Previous studies highlighted some circulating plasma biomarkers for ILD prognosis, such as CXCL13, CA-125, MMP7, SP-D, YKL-40 and VCAM-1, all of which are proteins associated with inflammation and interstitial remolding [21]. Our pilot study suggests the clinical value of serum S1P, a lipid signal molecule involved in various cellular functions and diseases, including fibrosis and inflammation [8, 9]. This novel lipid biomarker showed a clinical relationship with pulmonary functional depression. It was also consistently correlated with the length of hospital stay, suggesting S1P could be a useful biomarker to monitor the progression of CTD-UIP. The clinical value of S1P is consistent with previous bench studies, in which S1P plays a profibrotic role in lung fibrosis through enhancing TGF-β1-induced EMT, while the S1P inhibition by S1P lyase overexpression attenuates lung fibrosis [10, 11]. Conversely, S1P has also been shown to be an antagonist of IPF by strengthening the integrity of the endothelial barrier via S1P receptor 1 (S1PR1)/Rac pathways and constricting pulmonary inflammation [13]. This contradiction suggests a complicated role of S1P in IPF pathogenesis, which could partially explain the non-correlation of serum S1P with pulmonary function in IPF patients.

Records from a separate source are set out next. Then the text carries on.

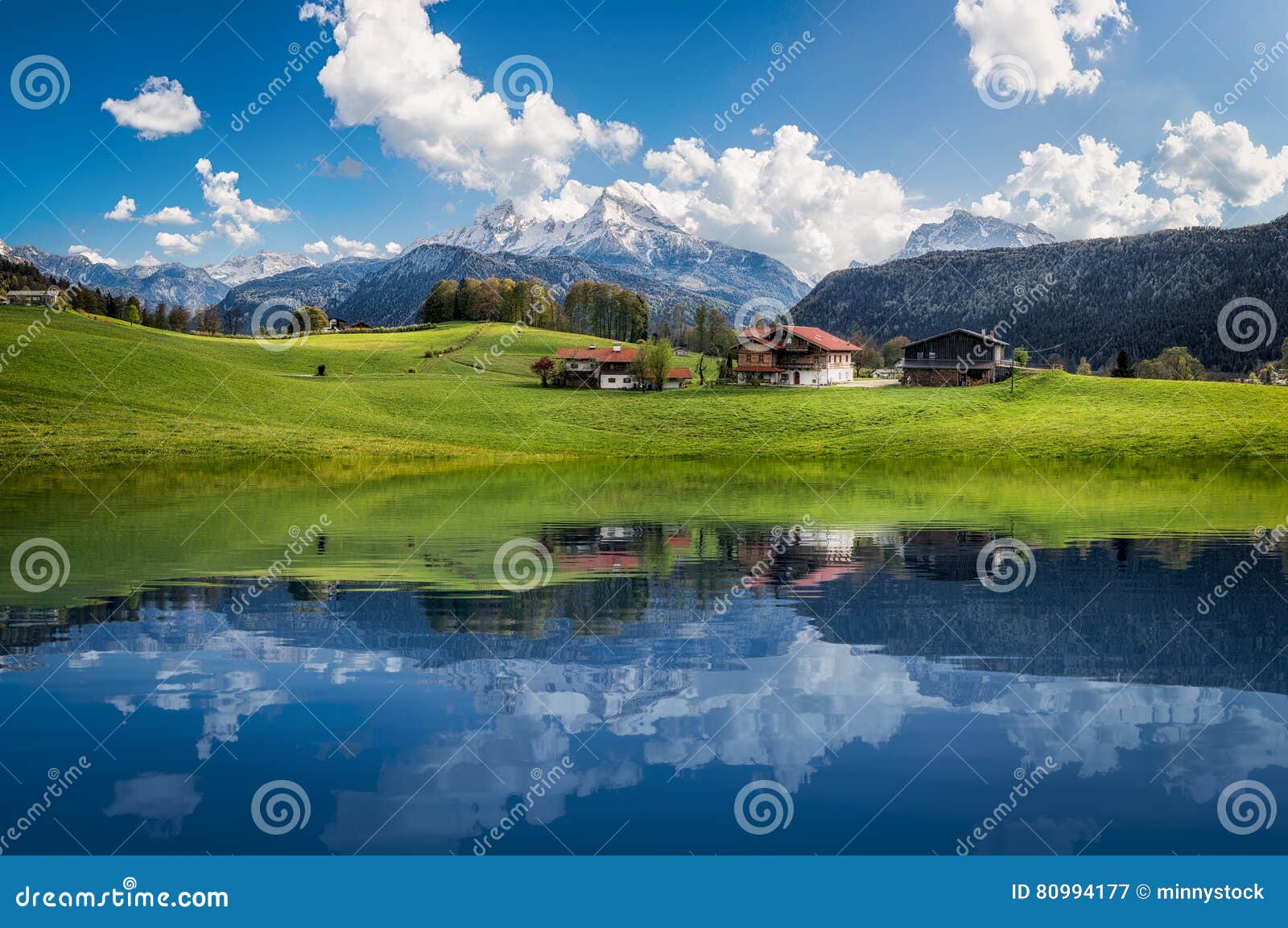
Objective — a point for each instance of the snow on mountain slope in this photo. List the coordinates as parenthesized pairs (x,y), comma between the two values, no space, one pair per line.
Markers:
(622,229)
(966,232)
(244,268)
(167,283)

Taken together, our results showed that increased serum S1P was correlated with pulmonary functional depression CTD-UIP patients rather than IPF patients, and it might be a clinically useful biomarker in evaluating the severity of CTD-UIP patients due to the involvements of S1P both in immune-inflammatory response and fibrogenesis, both of which are the primary pathogenic mechanism of CTD-UIP. However, a prospective study enrolling more subjects is needed to validate the clinical value of S1P.

Limitations

There were some limitations of our present pilot study: (1) This was a retrospective study that included data from a single-center cohort and enrolled a small number of patients. (2) The limited sample size does not allow for further stratified analysis examining whether the serum Rcn3 levels are different according to the types of CTD, such as rheumatoid arthritis, systemic sclerosis, and inflammatory myositis. (3) We missed a control group with CTD without ILD because most patients did not have pulmonary function test data during this retrospective study.

Conclusions

Serum S1P level was significantly increased in both IPF and ILD patients. In CTD-UIP patients, but not IPF patients, serum S1P level showed a significantly negative correlation with pulmonary function change and a positive correlation with the length of hospital stay, representing the severity of CTD-UIP. Serum S1P level might be a clinically useful biomarker in evaluating CTD-UIP rather than IPF patients.